Aux questions qui lui furent posées, Kâlagani, — du moins cela me parut ainsi, — sembla tout d’abord hésiter à répondre. Il s’agissait de déterminer la position que devait occuper le train flottant sur les eaux du Puturia, et je conviens que la réponse ne laissait pas d’être embarrassante. Peut-être une faible brise de nord-ouest avait-elle agi sur la masse de Steam-House ? Peut-être aussi un léger courant nous entraînait-il vers la pointe inférieure du lac.
« Voyons, Kâlagani, dit Banks, en insistant, vous connaissez parfaitement quelle est l’étendue du Puturia ?
— Sans doute, monsieur, répondit l’Indou, mais il est difficile, au milieu de cette brume…
— Pouvez-vous estimer approximativement la distance à laquelle nous sommes actuellement de la rive la plus rapprochée ?
— Oui, répondit l’Indou, après avoir réfléchi quelque temps. Cette distance ne doit pas dépasser un mille et demi.
— Dans l’est ? demanda Banks.
— Dans l’est.
— Ainsi donc, si nous accostions cette rive, nous serions plus près de Jubbulpore que de Dumoh ?
— Assurément.
— C’est donc à Jubbulpore qu’il conviendrait de nous ravitailler, dit Banks. Or, qui sait quand et comment nous pourrons atteindre la rive ! Cela peut durer un jour, deux jours, et nos provisions sont épuisées !

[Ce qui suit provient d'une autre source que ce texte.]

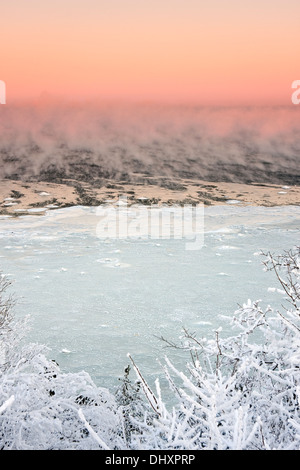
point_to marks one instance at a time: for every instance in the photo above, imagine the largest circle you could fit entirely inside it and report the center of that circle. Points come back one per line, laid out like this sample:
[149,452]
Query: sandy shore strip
[20,198]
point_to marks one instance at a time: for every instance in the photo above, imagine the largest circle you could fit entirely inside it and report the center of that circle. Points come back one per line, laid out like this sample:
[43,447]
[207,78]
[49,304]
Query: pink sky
[205,52]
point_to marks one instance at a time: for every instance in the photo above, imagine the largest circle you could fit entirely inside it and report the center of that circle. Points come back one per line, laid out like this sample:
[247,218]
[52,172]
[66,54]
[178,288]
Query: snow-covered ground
[92,300]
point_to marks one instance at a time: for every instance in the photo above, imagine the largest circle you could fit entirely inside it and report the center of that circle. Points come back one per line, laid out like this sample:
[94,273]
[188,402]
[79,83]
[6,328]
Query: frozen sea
[93,300]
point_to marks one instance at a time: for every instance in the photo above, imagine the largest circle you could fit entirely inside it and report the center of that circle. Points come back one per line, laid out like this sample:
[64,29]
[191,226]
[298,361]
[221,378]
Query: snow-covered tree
[237,392]
[242,391]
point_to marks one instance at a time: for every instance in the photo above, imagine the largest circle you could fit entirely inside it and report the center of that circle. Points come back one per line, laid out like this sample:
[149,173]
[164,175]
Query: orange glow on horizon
[174,52]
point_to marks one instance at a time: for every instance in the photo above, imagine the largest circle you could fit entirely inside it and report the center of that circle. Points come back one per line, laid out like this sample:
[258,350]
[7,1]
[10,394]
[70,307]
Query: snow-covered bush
[238,392]
[43,408]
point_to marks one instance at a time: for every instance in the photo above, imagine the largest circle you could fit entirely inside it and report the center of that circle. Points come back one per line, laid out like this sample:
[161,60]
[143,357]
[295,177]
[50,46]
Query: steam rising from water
[91,141]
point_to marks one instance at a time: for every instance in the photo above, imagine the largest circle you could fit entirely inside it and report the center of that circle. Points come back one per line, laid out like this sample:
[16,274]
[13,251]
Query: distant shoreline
[21,197]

— Mais, dit Kâlagani, ne pourrait-on tenter, ou, au moins, l’un de nous ne pourrait-il tenter de prendre terre cette nuit même ?
— Et comment ?
– En gagnant la rive à la nage.
— Un mille et demi, au milieu de cet épais brouillard ! répondit Banks. Ce serait risquer sa vie…
— Ce n’est point une raison pour ne pas l’essayer, » répondit l’Indou.
Je ne sais pourquoi, il me sembla encore que la voix de Kâlagani n’avait pas sa franchise habituelle.
« Tenteriez-vous de traverser le lac à la nage ? demanda le colonel Munro, qui observait attentivement l’Indou.
— Oui, colonel, et j’ai lieu de croire que j’y réussirais.
— Eh bien, mon ami, reprit Banks, vous nous rendriez là un grand service !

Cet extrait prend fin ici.